Abstract: An oven of this disclosure includes a heated catalyst assembly that reduces emissions during cooking cycles and, in particular, during air frying. The heated catalyst assembly resides between the cooking chamber and its exhaust vent and includes a thermal radiation source including at least one looped element, a first catalyst located toward the inlet in proximity to one side of the thermal radiation source and a second catalyst located in proximity to an opposite side of the thermal radiation heat source. The first and second catalysts are arranged in planes parallel to that of the thermal radiation heat source.
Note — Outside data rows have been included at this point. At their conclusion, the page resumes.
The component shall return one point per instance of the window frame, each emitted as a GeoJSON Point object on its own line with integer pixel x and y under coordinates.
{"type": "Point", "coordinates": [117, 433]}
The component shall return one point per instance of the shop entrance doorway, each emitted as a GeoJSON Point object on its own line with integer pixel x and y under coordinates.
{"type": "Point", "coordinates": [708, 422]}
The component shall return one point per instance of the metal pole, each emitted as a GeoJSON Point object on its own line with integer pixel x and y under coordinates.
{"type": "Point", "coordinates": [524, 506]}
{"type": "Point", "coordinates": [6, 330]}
The heated catalyst assembly reduces emissions of volatile organics to no greater than 6 ppm.

Abstract: A selective catalytic reduction system control system (10) and method of its use include an ammonia (“NH3”) slip sensor (13) located within an interior space (27) of an exhaust stack (15) of a selective catalytic reactor (31), toward an inlet end (25) of the stack (15); a housing (17) located within the interior space of the exhaust stack; the housing including face panels 19; a nitrogen oxides (“NOx”) sensor (11) contained within an interior space (29) defined by the face panels of the housing, at least two of the face panels (19I, 19O) containing an oxidation catalyst; and a dosing controller (59) in communication with the NH3 and NOx sensors, the dosing controller including a microprocessor with dosing logic embedded thereon. The housing with oxidation catalyst acts as a linear box, isolating the NOx sensor from NH3 slip, linearizing the NOx sensor signal.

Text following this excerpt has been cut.